Fletcher hit the ground running. She did a lot of research on childcare licensing and regulations, and started looking for locations. She finally got to a point where a decision had to be made, one way or the other: “It seemed like the right time. I found a commercial realtor and partnered with a Montessori teacher. But then the hard work began as Maryland has very specific staffing and facility requirements. Ideally I would have bought land and built a school but the cost was prohibitive at $2–3 million. At one point, I almost gave up because I found the perfect location but then ran into zoning issues and had to abandon the process.”

But she persisted and using personal savings, a home equity line of credit, and a loan from her parents, Fletcher signed the lease on an old gym in Gaithersburg, Maryland.
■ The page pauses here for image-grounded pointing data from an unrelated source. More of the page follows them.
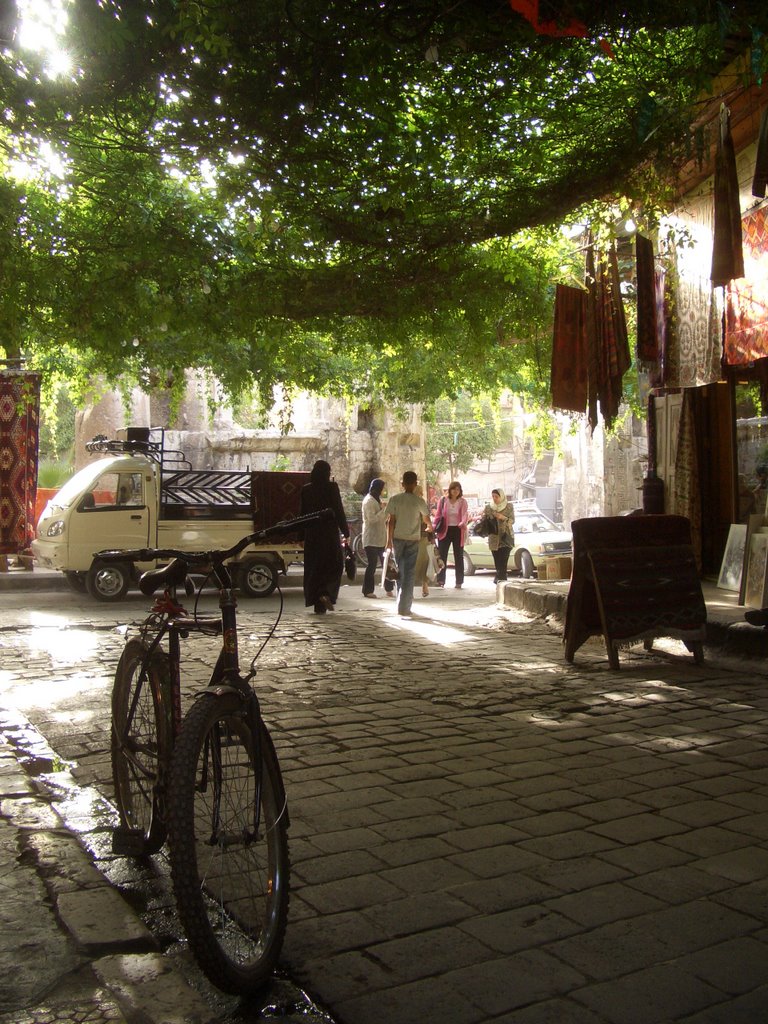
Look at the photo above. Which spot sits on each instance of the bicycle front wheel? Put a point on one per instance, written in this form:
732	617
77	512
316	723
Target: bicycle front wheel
140	743
227	830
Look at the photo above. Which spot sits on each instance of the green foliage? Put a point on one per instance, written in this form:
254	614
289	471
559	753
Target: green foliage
461	431
354	198
52	474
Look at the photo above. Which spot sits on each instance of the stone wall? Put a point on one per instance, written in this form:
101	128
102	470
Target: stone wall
359	443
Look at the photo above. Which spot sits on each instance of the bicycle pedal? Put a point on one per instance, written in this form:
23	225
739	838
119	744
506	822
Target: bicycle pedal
128	842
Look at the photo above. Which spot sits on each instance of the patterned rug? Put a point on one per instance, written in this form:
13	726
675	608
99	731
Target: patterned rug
19	407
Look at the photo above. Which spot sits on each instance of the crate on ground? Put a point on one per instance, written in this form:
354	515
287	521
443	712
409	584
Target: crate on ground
558	567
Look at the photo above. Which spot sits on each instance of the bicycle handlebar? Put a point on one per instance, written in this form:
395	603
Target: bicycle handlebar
217	556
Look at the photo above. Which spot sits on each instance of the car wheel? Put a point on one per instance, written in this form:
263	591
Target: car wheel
108	581
76	581
258	578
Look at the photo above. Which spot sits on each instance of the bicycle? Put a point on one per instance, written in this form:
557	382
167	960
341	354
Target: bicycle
209	782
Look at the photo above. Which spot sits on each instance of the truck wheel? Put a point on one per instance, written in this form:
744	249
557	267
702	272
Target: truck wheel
258	578
76	581
108	581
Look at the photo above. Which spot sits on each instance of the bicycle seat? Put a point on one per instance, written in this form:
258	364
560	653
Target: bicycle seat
172	574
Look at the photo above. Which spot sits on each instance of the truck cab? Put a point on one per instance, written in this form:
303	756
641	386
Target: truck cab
141	495
108	504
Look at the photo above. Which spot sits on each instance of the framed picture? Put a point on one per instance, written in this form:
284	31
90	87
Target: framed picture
756	583
733	558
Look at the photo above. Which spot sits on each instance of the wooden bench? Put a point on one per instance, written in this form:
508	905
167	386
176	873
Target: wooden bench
635	578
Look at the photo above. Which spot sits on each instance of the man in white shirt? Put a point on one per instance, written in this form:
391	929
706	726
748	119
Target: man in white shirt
406	513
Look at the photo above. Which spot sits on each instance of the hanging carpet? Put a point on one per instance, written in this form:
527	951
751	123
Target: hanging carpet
608	350
747	302
569	349
19	407
727	255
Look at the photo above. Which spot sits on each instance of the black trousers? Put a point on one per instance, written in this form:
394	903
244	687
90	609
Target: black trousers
375	556
454	537
501	560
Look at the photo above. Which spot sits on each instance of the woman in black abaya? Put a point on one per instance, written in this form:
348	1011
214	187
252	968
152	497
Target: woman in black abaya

While construction got underway, she began recruiting Montessori-certified teachers as state licensing rules require having sufficient staff on hand (1.5 teachers to every child for a 12-hour day). Fletcher kept working at the FTC until the summer before Top Hat Montessori opened in 2012 and since then has been onsite except when out taking courses on child development, curriculum and planning, emergency preparedness, and childcare administration to name just a few. “There’s a lot of training involved,” she emphasizes.

“For my mid-life crisis, instead of buying a sports car, I opened a school. It’s been difficult and I’ve made some expensive mistakes. Even with an MBA, I don’t know anything about running an early childhood education business so I have struggled with staffing, navigating the complex regulations and licensing requirements, and marketing to young parents. In hindsight, I realize I was naïve, but I absolutely love it. It is fulfilling in a way that my IT career never was. Even knowing how hard it’s been, and how little I knew when I started, I am really grateful that I have had this opportunity.”

 

Tips from Susan Fletcher:

  • Be prepared but accept that no matter how many people you talk to, no matter how much you read and how many classes you go to, there are just some things you learn from being in an industry for a while.
  • Use a business consultant from the very beginning if possible. I worked with a childcare specialist to help me turn things around recently but her help would have been even more valuable from the get-go.
  • It’s never too late for a second career. Feeling passionate about my work is rewarding, and makes all the problems seem worth while.